Otherwise, code follows with another expression evaluation:
newMappedDrv Base Address + newMappedDrv Pe Size > newMappedDrv Base Address – orgPortDrv Start Address + orgPortDrv Scsi Dispatch
Also in this case, if the expression evaluate to FALSE new mapped driver will be freed, otherwise some information will be placed in rootkit global structure:
+ 0x328h – Original Disk port driver SCSI Dispatch Function pointer
+ 0x32ch – New Disk port driver SCSI Dispatch Function pointer
(pointer to IoGetDmaAdapter+155h function, call [HalDispatchTable+0x3c])
+ 0x330h – Disk port driver name rootkit key
+ 0x334h – Rootkit new mapped Disk port driver base address
+ 0x338h – Rootkit new mapped Disk port driver PE size
+ 0x33Ch – Rootkit new mapped Disk port calculated DELTA
Sinowal code analyzes if SCSI Dispatch function address is falling into the mapped driver address space; if not, it means that miniport disk port driver uses Dispatch functions of another one.

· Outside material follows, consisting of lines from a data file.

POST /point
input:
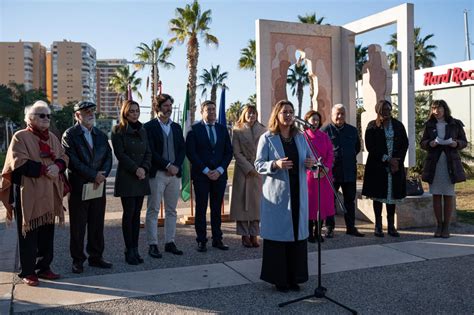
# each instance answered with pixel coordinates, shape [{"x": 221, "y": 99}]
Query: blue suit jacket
[
  {"x": 201, "y": 154},
  {"x": 155, "y": 140}
]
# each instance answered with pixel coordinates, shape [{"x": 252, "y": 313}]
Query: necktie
[{"x": 212, "y": 139}]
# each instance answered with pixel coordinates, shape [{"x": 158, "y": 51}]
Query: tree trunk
[
  {"x": 311, "y": 90},
  {"x": 193, "y": 56},
  {"x": 152, "y": 86},
  {"x": 214, "y": 94},
  {"x": 299, "y": 94}
]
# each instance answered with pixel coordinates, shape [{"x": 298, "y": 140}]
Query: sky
[{"x": 116, "y": 27}]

This could be the case of some SCSI controller miniport drivers that uses Microsoft generic SCSI port driver services (scsiport.sys) to operate correctly. If the mapped driver wasn’t freed, Sinowal watchdog thread uses the IRP_MJ_SCSI function of new mapped driver for all its I/O. In this way, even if you try to rewrite the original MBR or delete rootkit sectors (bypassing hooked disk scsi dispatch function), watchdog thread, each second, checks and replace all of your modifications.
This new feature is really important, because even if an antirootkit succeed in MBR rewriting and sectors rewriting, Sinowal can still restore all its code.
The last thing to say is that the rootkit’s startup thread frees the mapped driver if it uses another dispatch function. Otherwise it should map and relocate also other modules and this could render the system unstable.
Sinowal rootkit is still active and it’s evolving its code after 4 years. Now it’s implementing a very effective trick to self-protect itself and to make antivirus vendors’s job very difficult. What we should expect in the next release is probably direct hardware I/O? I think that this could be something we should be ready to defeat in some way in the near future.